ゲストは四代目市川猿之助さんで、「猿之助」としての亀治郎さんを初めてみた。今月の新橋演舞場はチケットが入手できず、あきらめた。来月の公演は行くつもりで、長い間入会しなかった「歌舞伎会」にも入った。先行販売があるというだけの理由で。明日予約を入れるつもりにしている。
この番組での新猿之助さん、ちょっと肩に力が入っていたような。そういや先月東京にいったとき、ホテルでみたテレビ番組にも出演していたっけ。軽いトーク番組だったけど、センスが光っていたし、あらためてステキな方だと思った。とくにその知的なところが魅力的である。他の歌舞伎役者の追随を許さない。

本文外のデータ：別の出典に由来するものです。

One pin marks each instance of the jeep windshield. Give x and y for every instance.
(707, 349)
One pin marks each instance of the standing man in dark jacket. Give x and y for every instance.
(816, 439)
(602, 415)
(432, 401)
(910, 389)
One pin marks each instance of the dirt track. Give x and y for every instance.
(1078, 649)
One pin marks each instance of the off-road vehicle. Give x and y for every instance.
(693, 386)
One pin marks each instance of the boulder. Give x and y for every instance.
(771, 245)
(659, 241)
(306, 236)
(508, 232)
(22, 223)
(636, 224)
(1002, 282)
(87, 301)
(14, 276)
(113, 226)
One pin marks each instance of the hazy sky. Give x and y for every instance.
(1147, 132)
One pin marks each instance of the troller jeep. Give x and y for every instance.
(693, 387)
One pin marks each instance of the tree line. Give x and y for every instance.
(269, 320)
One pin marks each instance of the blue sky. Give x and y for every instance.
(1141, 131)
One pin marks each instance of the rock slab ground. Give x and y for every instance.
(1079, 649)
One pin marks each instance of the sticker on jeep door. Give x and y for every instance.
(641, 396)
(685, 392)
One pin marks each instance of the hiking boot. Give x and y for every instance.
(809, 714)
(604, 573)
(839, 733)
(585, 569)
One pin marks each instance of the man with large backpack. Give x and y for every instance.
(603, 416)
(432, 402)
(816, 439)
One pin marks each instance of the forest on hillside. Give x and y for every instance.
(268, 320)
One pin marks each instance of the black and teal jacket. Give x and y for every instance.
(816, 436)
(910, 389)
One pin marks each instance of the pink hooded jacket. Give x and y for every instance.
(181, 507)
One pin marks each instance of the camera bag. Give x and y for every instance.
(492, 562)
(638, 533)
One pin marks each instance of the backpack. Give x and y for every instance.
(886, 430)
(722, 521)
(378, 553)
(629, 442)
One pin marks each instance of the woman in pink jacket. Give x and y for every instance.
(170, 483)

猿之助さんが高橋の絵をみながら強調していた所が印象的だった。それは、「描き続けることが大事」という指摘だった。ご自分と重ね合わせているのだと思う。もちろん作品として出てきたものも大事だが、それ以上のその経過が作品を創り上げる場合、重要なのだという指摘、非常に真に迫っていた。
先月歌舞伎を観に東京に行った折に、あちらこちらで高橋由一の展覧会のポスターをみた。芸大美術館で開催されているとあったので、滞在中に訪ねたいとは思っていたのだが、結局みずに帰阪してしまった。秋には京都に来るようなのでその折にはぜひみてみたい。
私が度肝を抜かれたのは鮭の絵の方ではなく、花魁の絵である。美しく描かれていないところがなんとも生々しい。高橋由一という人がどういう経緯で画家となったのか、なにを目指したのかというのがこの番組から汲み取れて、花魁があのように描かれた理由も分った気がした。以下にサイトからお借りした「花魁」の写真をアップしておく。
高橋由一のサイトから、その紹介文を引用する。
明治維新後に丁髷を落とし「由一」を名乗るところから、近代洋画の父と呼ばれる高橋由一の活躍がはじまります。この時すでに40歳を超していました。絵が好きで画家になりました、といった甘さは微塵もなく、洋画を日本に普及するのが自分の果たすべき使命だという強い自負にあふれていました。画塾を開き、展覧会を催し、美術雑誌を刊行し、ユニークな美術館建設構想も抱きました。日本には洋画が必要なのだ、ということを必死になって世間にうったえたのです。由一には留学経験がありませんが、本場の西洋画を知らずに写実に挑んだ男が生み出した油絵だからこそ、黒田清輝以降の日本洋画の流れとは一線を画す「和製油画」として日本的な写実を感じさせるのです。
「洋画の普及」を謳いながら、留学経験がないために独自の「和製洋画」を創りだした由一。彼だから描かれた花魁像がまさにここにある。日本画でもなく、かといって一般に流通している洋画の概念とも合致していない、摩訶不思議な絵である。描かれている花魁に魅せられてしまう。それはもちろん猿之助さんが見入っていた鮭の絵にもいえる。何とも不思議な魅力である。
芸術的な高さからいうと、決して完成度が高いとはいえないかもしれない。でもそのパーフェクトではないところに惹かれるというのはなんなんだろう。猿之助さんがいうところの「描きつづけている」ことの重みが絵にあらわれているからだろうか。描く過程が否応なく出ているからだろうか。私にしてはめずらしく「美しくない」あまりにもリアルなものに惹かれた例となった。